Bahkan ia terus mempertahankan pendapatnya, meskipun banyak di antara para
perawi hadis pada masa itu yang lantas sependapat dengan al Makmun.
Baru pada tahun 233 H
kebijaksanaan mihnah dihapuskan oleh khalifah al Mutawakkil dan Ahmad pun
dibebaskan. Abu Ya’qub Yusuf bin Yahya al Buwaiti (w. 231 H), murid terbesar
asy Syafi’i, di akhir hayatnya menjadi korban mihnah (inkusisi) karena
mempertahankan pendapatnya bahwa Alquran bukan makhluq (tidak diciptakan,
karena Alquran adalah kalam Allah, sedangkan Allah SWT adalah pencipta). Ia
kemudian dipenjara hingga wafat.[10]
B. Islam Sebagai Sumber
Kepercayaan
Aliran Utama dan Pendekatannya
a.
Aliran Khawarij
Aliran ini lahir bersamaan dengan lahirnya Syi’ah yakni pada masa Ali bin
Abi Thalib r.a. Orang-orang Khawarij dulunya adalah pendukung Ali, meskipun
demikian Syi’ah datang lebih dahulu dari pemikiran Khawarij.[11]
Timbulnya aliran ini adalah akibat dari peristiwa tahkim (arbitrase), Khawarij
menghukum para peserta tahkim sebagai orang-orang yang telah menjadi kafir.
Sekte-sekte dalam aliran ini di antaranya ialah Muhakkimah, Azariqah, Najdat,
Bahaisiyah, Ajaridah, Tsalabah, Ibadhiyah, dan sufriyah.
b. Aliran Murji’ah
Pemimpin utama mazhab Murji’ah ialah Hasan bin Bilal al Muzni, Abu Sallat
al Samman, dan Dirar bin Umar. Tokoh Murji’ah yang moderat antara lain adalah
Hasan bin Muhammad bin Ali bin Abi Thalib. Sedangkan yang ekstrem antara lain
ialah Jaham bin Shafwan. Ajaran-ajaran pokok Murji’ah dapat disimpulkan sebagai
berikut: iman hanya membenarkan (pengakuan) di dalam hati; orang Islam yang
melakukan dosa besar tidak dihukumkan kafir, muslim tersebut tetap mukmin
selama ia mengakui dua kalimah syahadat; dan hukum terhadap perbuatan manusia
ditangguhkan hingga hari kiamat.
c. Aliran Mu’tazilah
Tokoh aliran Mu’tazilah banyak jumlahnya dan masing-masing mempunyai
pikiran dan ajaran-ajaran sendiri yang berbeda dengan tokoh-tokoh sebelumnya
atau tokoh-tokoh pada masanya, sehingga masing-masing tokoh mempunyai aliran
sendiri. Dari segi geografis, aliran Mu’tazilah dibagi menjadi dua yaitu aliran
Mu’tazilah Basrah dan aliran Mu’tazilah Bagdad. [12]

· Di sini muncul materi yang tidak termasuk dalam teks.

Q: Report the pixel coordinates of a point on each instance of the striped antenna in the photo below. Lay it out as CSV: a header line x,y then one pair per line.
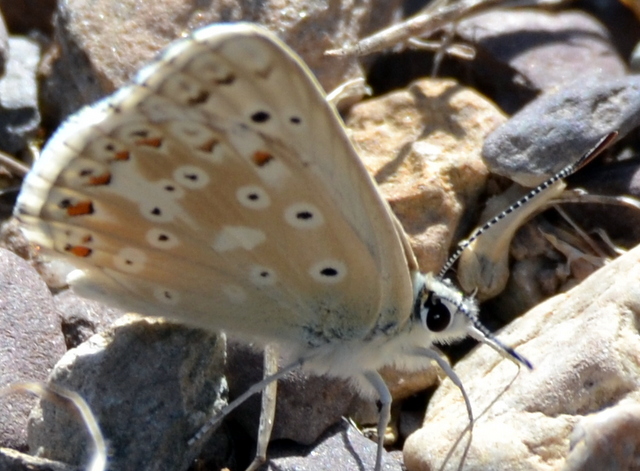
x,y
564,173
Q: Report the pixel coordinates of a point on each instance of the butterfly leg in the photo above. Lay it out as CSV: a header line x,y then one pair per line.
x,y
432,354
385,411
268,407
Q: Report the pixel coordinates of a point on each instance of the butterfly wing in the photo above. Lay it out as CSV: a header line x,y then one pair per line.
x,y
220,190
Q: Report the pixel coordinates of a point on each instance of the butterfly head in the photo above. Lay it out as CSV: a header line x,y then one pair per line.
x,y
448,315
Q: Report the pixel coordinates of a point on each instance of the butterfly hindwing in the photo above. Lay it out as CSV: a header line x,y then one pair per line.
x,y
220,189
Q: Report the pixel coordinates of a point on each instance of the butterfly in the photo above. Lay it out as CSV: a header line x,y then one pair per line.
x,y
220,190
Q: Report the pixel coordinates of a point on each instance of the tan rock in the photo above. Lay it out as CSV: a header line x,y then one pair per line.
x,y
584,347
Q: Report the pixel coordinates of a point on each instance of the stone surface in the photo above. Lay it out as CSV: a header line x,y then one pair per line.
x,y
608,440
19,114
12,460
555,129
421,145
25,16
82,318
306,405
30,342
584,346
103,43
523,52
150,384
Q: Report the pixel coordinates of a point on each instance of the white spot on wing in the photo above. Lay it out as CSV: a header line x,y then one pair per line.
x,y
191,177
253,197
328,271
162,239
235,293
303,216
262,276
235,237
166,296
130,260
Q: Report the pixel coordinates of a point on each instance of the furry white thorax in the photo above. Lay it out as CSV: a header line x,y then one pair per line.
x,y
350,359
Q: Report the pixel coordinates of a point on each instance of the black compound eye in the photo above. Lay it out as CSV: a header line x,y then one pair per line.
x,y
439,314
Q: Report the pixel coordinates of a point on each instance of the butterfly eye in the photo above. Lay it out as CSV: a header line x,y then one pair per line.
x,y
439,313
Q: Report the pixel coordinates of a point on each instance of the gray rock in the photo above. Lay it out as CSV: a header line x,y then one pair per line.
x,y
19,113
341,447
150,384
30,342
584,347
523,52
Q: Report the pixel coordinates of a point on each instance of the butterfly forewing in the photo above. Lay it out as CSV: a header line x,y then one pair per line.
x,y
221,190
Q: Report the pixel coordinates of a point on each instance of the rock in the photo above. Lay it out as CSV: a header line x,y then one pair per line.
x,y
151,386
30,342
607,440
584,348
555,129
419,144
19,113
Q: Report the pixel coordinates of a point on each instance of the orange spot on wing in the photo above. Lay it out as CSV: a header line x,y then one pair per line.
x,y
150,142
208,146
80,209
79,250
104,179
262,158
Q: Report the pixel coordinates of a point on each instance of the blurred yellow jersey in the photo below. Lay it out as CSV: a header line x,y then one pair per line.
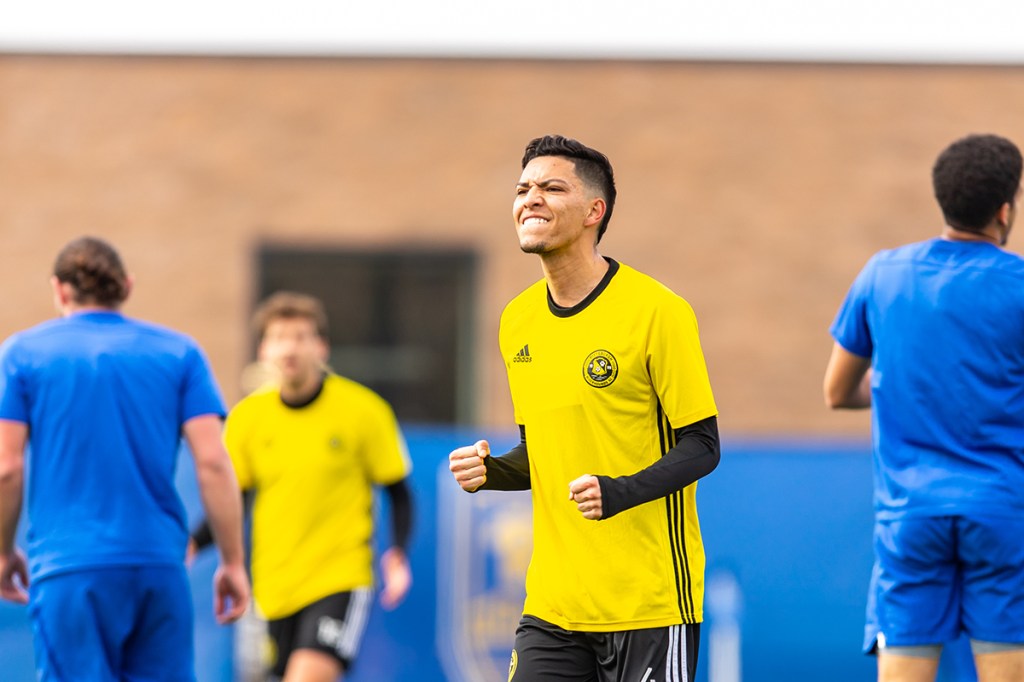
x,y
599,388
313,469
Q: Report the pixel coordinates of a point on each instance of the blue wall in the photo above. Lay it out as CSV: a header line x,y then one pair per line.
x,y
788,523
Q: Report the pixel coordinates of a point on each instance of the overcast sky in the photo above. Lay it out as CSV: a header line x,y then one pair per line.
x,y
915,31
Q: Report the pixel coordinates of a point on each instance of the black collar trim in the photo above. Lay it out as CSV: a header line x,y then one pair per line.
x,y
305,402
559,311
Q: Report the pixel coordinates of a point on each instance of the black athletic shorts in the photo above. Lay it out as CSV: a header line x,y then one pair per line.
x,y
545,652
334,625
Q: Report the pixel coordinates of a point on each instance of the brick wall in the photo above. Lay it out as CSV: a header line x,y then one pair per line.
x,y
755,190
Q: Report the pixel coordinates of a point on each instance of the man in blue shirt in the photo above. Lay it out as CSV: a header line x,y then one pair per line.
x,y
931,336
100,402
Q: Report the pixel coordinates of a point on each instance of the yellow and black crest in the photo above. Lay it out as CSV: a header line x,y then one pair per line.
x,y
600,369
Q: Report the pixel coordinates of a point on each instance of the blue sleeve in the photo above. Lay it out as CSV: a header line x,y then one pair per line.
x,y
200,393
13,393
851,329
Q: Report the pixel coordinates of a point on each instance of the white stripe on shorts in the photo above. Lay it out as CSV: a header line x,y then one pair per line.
x,y
359,602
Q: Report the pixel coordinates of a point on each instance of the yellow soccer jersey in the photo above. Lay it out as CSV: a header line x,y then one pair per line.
x,y
313,469
600,388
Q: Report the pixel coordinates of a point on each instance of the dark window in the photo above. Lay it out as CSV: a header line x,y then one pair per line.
x,y
400,321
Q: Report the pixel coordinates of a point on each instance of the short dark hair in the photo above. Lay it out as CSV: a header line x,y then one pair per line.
x,y
94,270
592,167
290,305
974,177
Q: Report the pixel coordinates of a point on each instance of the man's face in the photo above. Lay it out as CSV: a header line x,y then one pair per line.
x,y
553,208
294,348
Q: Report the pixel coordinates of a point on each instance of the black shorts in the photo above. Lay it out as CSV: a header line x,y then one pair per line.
x,y
545,652
334,625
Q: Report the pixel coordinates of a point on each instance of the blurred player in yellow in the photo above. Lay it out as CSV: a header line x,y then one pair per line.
x,y
617,422
311,445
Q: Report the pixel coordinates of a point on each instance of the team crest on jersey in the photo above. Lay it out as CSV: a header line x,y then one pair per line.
x,y
600,369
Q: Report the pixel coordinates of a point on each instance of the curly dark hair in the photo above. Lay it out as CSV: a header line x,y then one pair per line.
x,y
94,270
974,177
592,167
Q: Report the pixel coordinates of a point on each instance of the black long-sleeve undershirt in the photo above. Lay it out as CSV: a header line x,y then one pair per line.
x,y
695,455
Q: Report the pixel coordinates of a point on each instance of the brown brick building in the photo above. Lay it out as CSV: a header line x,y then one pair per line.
x,y
755,190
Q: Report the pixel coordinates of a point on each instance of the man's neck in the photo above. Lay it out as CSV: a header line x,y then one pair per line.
x,y
571,279
301,393
992,233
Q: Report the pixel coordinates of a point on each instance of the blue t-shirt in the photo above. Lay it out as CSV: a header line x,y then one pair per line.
x,y
104,398
943,324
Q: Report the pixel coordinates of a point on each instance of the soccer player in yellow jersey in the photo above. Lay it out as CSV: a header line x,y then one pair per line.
x,y
312,445
617,422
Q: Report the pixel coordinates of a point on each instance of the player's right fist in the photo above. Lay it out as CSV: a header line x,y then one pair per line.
x,y
466,464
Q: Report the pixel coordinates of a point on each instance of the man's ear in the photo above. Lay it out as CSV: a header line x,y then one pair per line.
x,y
597,210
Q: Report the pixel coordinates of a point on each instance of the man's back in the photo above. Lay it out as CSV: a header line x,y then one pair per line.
x,y
104,398
943,322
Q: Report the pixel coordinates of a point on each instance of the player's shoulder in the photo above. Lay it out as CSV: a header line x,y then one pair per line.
x,y
644,289
337,387
532,296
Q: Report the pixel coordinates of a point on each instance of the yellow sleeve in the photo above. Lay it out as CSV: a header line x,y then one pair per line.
x,y
235,430
677,365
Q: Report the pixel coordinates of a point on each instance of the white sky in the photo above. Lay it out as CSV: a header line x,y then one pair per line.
x,y
915,31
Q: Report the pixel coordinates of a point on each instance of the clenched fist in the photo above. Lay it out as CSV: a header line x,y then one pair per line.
x,y
466,464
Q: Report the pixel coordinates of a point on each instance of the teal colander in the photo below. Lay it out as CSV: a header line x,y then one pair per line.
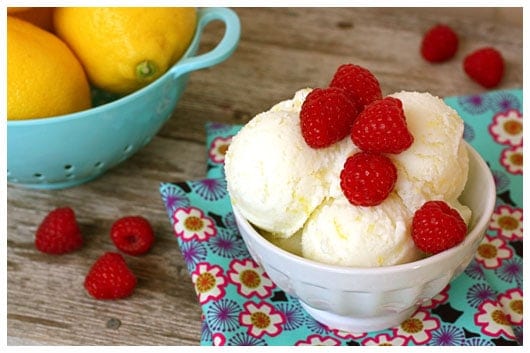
x,y
68,150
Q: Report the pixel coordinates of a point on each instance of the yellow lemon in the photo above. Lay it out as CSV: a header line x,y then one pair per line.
x,y
39,16
124,49
44,78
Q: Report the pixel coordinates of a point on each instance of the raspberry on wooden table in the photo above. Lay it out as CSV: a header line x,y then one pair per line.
x,y
132,234
485,66
439,44
110,278
59,232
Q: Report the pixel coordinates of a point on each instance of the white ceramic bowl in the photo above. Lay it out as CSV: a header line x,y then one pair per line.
x,y
370,299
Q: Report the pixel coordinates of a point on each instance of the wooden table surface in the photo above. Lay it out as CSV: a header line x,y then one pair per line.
x,y
281,50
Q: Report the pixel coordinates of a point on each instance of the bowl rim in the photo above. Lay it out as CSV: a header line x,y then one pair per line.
x,y
432,260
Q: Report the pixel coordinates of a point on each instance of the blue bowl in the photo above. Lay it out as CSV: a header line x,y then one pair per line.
x,y
68,150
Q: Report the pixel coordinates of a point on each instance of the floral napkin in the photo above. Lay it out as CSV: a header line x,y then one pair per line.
x,y
241,306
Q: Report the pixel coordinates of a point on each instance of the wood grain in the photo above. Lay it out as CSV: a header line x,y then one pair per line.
x,y
281,50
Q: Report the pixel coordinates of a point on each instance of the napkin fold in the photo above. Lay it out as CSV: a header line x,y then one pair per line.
x,y
482,306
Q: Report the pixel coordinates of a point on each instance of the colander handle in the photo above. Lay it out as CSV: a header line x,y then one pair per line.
x,y
224,48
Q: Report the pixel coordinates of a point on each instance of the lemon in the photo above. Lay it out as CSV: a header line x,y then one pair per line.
x,y
44,78
124,49
39,16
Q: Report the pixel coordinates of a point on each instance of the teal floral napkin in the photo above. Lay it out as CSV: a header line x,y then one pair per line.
x,y
241,306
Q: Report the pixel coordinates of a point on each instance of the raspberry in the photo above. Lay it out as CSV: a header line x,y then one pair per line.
x,y
359,83
59,232
132,234
326,116
382,127
367,178
437,227
439,44
485,66
110,278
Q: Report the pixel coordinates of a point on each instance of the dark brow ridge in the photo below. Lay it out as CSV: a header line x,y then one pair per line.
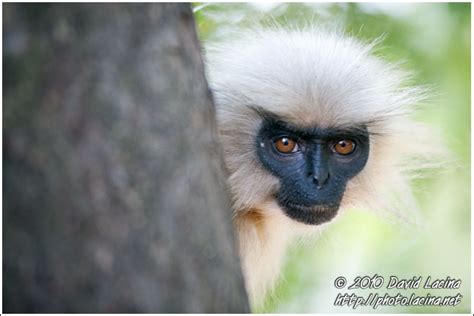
x,y
279,123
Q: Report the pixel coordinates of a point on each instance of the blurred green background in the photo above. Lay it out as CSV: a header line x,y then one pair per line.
x,y
433,39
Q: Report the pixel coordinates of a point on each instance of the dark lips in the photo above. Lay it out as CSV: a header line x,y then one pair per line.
x,y
313,215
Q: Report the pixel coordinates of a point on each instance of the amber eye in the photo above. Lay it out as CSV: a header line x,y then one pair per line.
x,y
344,147
285,145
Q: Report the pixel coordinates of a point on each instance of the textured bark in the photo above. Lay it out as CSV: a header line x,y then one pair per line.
x,y
113,191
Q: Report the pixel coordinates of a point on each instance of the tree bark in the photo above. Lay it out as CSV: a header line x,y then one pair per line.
x,y
114,197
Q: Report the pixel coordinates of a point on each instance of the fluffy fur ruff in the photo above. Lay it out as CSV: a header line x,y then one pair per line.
x,y
312,78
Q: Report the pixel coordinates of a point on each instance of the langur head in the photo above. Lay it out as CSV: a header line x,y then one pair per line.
x,y
314,121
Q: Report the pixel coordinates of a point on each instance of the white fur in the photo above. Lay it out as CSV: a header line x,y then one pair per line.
x,y
312,78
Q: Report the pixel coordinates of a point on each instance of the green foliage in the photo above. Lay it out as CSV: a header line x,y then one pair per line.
x,y
433,40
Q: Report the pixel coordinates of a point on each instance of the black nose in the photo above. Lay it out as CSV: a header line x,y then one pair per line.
x,y
320,177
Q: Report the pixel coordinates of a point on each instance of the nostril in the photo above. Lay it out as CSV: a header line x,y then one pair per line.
x,y
327,179
320,180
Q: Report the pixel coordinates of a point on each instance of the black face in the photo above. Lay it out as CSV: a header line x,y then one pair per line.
x,y
313,166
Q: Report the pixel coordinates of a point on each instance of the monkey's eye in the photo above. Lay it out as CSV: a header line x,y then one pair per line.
x,y
344,147
285,145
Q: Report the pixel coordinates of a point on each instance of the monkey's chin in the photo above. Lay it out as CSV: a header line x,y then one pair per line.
x,y
311,215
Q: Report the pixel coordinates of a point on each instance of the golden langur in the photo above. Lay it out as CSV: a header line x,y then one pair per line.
x,y
311,123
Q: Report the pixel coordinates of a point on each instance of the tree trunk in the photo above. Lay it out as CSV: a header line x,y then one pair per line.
x,y
113,188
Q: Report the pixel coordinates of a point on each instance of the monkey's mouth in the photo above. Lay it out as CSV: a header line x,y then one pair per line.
x,y
312,215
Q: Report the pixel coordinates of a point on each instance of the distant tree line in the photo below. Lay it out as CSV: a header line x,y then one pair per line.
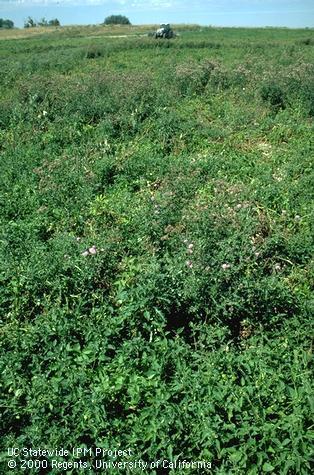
x,y
31,23
117,20
6,24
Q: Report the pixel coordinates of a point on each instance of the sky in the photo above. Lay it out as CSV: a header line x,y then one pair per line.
x,y
284,13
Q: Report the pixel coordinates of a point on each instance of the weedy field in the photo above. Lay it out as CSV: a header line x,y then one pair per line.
x,y
156,245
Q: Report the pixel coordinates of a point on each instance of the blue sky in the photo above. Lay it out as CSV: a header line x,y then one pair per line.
x,y
291,13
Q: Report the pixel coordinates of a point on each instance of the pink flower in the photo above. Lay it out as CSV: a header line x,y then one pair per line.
x,y
226,266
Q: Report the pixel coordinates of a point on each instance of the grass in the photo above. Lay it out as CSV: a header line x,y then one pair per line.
x,y
185,333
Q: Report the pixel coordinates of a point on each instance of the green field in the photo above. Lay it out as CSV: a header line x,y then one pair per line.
x,y
156,240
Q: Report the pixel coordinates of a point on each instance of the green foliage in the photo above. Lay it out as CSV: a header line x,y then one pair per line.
x,y
117,20
156,243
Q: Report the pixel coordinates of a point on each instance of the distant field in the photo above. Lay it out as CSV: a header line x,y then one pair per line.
x,y
156,244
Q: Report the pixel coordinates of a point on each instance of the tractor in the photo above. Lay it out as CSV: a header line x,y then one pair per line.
x,y
164,31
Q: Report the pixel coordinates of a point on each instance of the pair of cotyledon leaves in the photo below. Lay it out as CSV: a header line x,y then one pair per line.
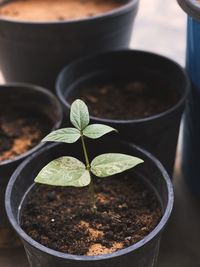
x,y
69,171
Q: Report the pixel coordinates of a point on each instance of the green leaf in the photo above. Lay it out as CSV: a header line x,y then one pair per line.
x,y
113,163
64,171
65,135
95,131
79,114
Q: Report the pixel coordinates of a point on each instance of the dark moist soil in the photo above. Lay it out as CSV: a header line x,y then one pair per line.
x,y
20,132
61,219
128,100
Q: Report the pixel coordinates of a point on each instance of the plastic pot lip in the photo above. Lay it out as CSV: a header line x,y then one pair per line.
x,y
166,113
191,7
56,125
156,231
115,12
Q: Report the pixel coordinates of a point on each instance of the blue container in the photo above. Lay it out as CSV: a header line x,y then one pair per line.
x,y
191,134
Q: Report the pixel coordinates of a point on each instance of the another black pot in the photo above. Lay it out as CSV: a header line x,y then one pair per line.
x,y
142,254
34,99
36,51
158,133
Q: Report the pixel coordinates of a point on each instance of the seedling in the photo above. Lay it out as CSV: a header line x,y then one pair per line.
x,y
69,171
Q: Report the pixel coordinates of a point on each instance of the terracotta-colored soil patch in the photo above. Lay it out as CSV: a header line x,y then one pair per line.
x,y
50,10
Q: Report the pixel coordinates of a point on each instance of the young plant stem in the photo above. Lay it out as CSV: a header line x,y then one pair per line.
x,y
91,185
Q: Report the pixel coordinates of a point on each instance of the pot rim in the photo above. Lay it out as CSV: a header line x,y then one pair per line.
x,y
165,113
191,7
57,124
126,7
156,231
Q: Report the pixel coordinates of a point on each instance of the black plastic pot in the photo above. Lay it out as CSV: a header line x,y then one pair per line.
x,y
30,98
158,133
191,129
142,254
35,52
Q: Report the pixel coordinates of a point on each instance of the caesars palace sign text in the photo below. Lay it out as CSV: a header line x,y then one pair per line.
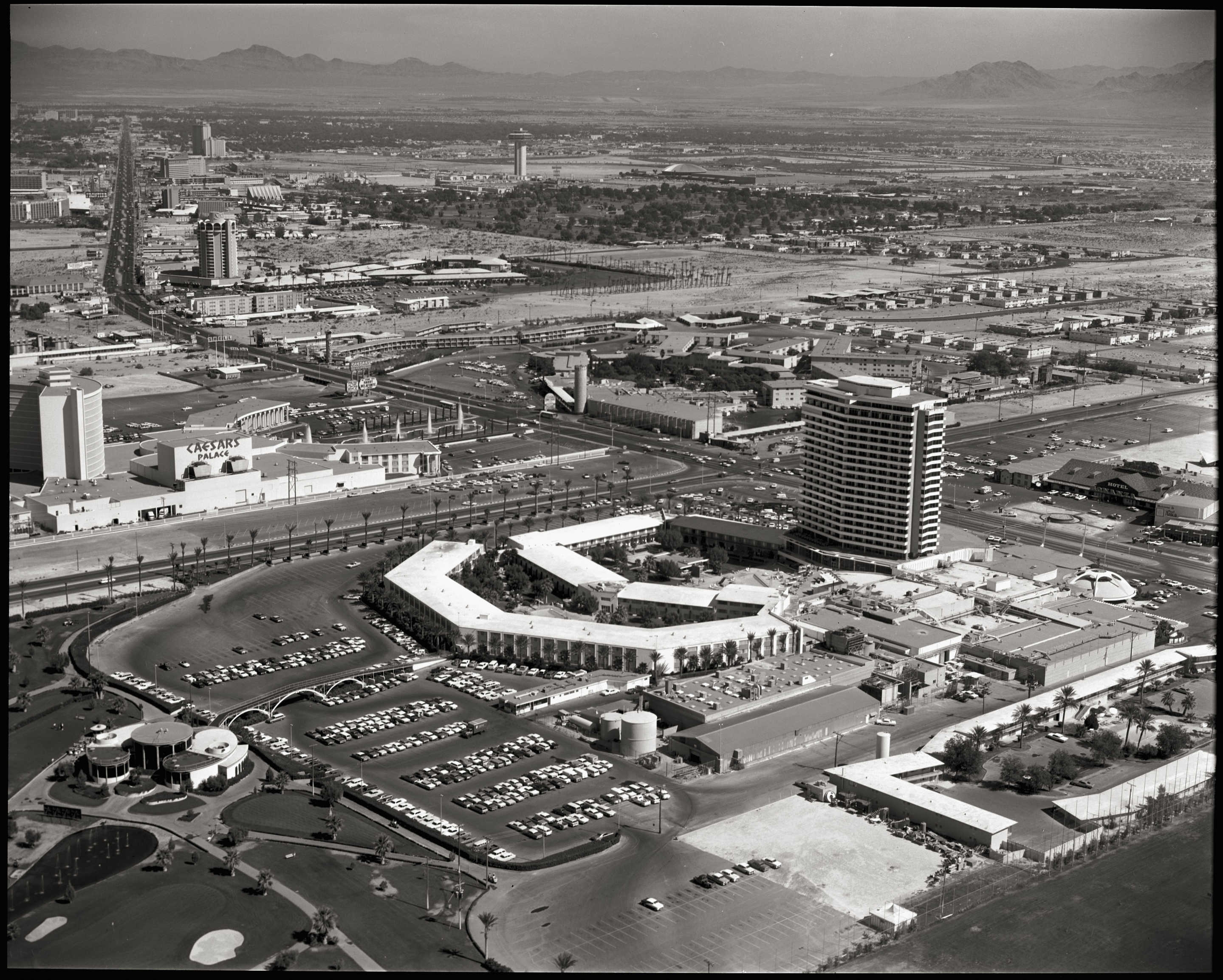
x,y
212,450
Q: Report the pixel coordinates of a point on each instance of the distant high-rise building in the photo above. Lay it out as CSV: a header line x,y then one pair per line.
x,y
218,248
55,427
26,184
873,467
181,165
520,152
200,135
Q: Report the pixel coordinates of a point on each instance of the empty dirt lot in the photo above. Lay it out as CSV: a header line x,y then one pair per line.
x,y
825,852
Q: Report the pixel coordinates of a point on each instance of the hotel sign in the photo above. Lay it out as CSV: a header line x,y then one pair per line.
x,y
212,450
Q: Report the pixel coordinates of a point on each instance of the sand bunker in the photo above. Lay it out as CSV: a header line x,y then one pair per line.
x,y
216,946
48,926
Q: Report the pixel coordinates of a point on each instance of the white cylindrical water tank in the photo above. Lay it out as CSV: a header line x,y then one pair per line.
x,y
610,726
639,734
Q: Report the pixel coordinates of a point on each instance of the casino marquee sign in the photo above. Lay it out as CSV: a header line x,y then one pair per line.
x,y
218,449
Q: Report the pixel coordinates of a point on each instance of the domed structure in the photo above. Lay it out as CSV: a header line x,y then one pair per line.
x,y
1107,587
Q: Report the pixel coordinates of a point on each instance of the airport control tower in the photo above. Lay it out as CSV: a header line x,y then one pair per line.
x,y
520,152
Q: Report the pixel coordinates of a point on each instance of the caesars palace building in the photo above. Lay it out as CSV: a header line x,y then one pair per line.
x,y
425,583
178,473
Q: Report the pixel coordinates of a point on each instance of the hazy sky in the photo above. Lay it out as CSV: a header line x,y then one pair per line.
x,y
844,41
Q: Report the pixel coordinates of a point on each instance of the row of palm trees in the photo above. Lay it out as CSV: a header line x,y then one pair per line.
x,y
1134,713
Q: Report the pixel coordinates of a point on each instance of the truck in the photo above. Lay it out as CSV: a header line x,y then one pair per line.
x,y
475,727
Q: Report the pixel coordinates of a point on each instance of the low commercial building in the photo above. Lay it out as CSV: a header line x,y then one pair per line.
x,y
628,529
742,542
773,730
895,783
685,418
216,470
783,394
899,637
1065,639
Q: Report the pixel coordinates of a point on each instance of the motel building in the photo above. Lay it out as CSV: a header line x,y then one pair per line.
x,y
427,588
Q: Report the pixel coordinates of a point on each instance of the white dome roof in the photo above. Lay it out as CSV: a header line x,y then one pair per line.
x,y
1107,587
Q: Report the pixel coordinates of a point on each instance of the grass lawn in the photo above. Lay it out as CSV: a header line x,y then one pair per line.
x,y
300,815
35,746
1145,908
151,919
392,930
325,958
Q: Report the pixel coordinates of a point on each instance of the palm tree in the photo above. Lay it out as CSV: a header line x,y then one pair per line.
x,y
1023,715
1144,723
323,922
1065,701
1147,667
383,846
489,921
1129,710
983,691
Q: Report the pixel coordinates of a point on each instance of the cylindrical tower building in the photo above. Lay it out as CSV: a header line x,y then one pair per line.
x,y
639,734
580,389
520,152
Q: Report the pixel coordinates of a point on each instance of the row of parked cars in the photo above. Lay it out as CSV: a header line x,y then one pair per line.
x,y
574,814
411,742
470,766
379,721
471,684
235,671
147,687
395,635
731,875
641,794
521,670
532,784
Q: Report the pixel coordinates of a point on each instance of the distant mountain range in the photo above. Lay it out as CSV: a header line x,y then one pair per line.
x,y
59,73
1090,75
987,80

Ajaran-ajaran pokok Mu’tazilah berdiri atas lima prinsip utama yang diurutkan
menurut kedudukan dan kepentingannya, yaitu: keesaan (at tauhid), keadilan (al
‘adlu), janji dan ancaman (al wa’du wal wa’idu), tempat di antara dua tempat
(al manzilatu bainal al manzilataini), menyuruh kebaikan dan melarang keburukan
(amar ma’ruf nahi munkar).
d. Aliran Asy’ariah
Suatu unsur utama bagi kemajuan aliran Asy’ariah, ialah karena aliran ini
mempunyai tokoh-tokoh kenamaan yang mengkonstruksikan ajarannya atas dasar
filsafat metafisika. Pokok-pokok pikiran al Asy’ari yang terpenting antara lain
ialah: Tuhan mempunyai sifat-sifat sebagaimana disebutkan di dalam al Qur’an,
al Qur’an adalah qadim bukan makhluk (diciptakan). Tuhan dapat dilihat dengan
mata kepala di akhirat kelak. Perbuatan manusia diciptakan oleh Tuhan bukan
diciptakan oleh manusia itu sendiri. Antropomorphisme; Tuhan bertahta di ‘Arsy,
mempunyai muka, tangan, mata dan sebagainya tetapi bentuknya tidak sama dengan
makhluk. Keadilan Tuhan; Tuhan tidak wajib memasukkan orang baik ke surga dan
memasukkan orang jahat ke neraka. Muslim yang melakukan dosa besar dan meninggal
dunia sebelum sempat bertobat tetap mukmin, tidak kafir, tidak pula berada di
antara mukmin dan kafir sebagaimana pendapat Mu’tazilah.[13]
e. Aliran Maturidiah
Pengikut dan tokoh besar Maturidiah adalah Abu al Jasr Muhammad bin
Muhammad bin Abdul Karim al Bazdawi (421-493 H). Keterangan-keterangan mengenai
pendapat-pendapat al Maturidi dapat diperoleh lebih lanjut dari buku-buku yang
dikarang oleh pengikut-pengikutnya seperti Isyarat al maram oleh al Bayadi dan
Usul al Din oleh al Bazdawi.[14] Di
antara pemikiran al Maturidi yang penting adalah: Tuhan mempunyai sifat-sifat;
pendapat ini sejalan dengan pendapat al Asy’ari; dalam hal ini al Maturidi
sependapat dengan Mu’tazilah. Al Qur’an adalah kalam Allah yang qadim bukan
diciptakan sebagaimana paham Mu’tazilah; untuk ini al Maturidi sepaham dengan
al Asy’ari. Tuhan mempunyai kewajiban-kewajiban tertentu; pendapat ini sejalan
dengan Mu’tazilah. Ia berpendapat seperti pendapat al Asy’ari bahwa muslim yang
melakukan dosa besar tidak mukmin, tidak kafir dan tidak pula berada di antara
dua tempat. Tuhan tidak akan mungkir terhadap janjinya, pendapat ini sejalan
dengan Mu’tazilah. Antropomorphisme, al Maturidi berpendapat ayat-ayat al
Qur’an yang menggambarkan seolah Tuhan mempunyai bentuk jasmani seperti manusia
harus ditakwil diberi arti majazi, bukan diartikan secara harfiah. Pendapat ini
juga sejalan dengan Mu’tazilah dan bertolak belakang dengan al Asy’ari.[15]
BAB III
PENUTUP
A. Kesimpulan
Teologi
(Theos/Tuhan+Logos/Ilmu) merupakan rangkaian ilmu tentang Tuhan atau keTuhanan.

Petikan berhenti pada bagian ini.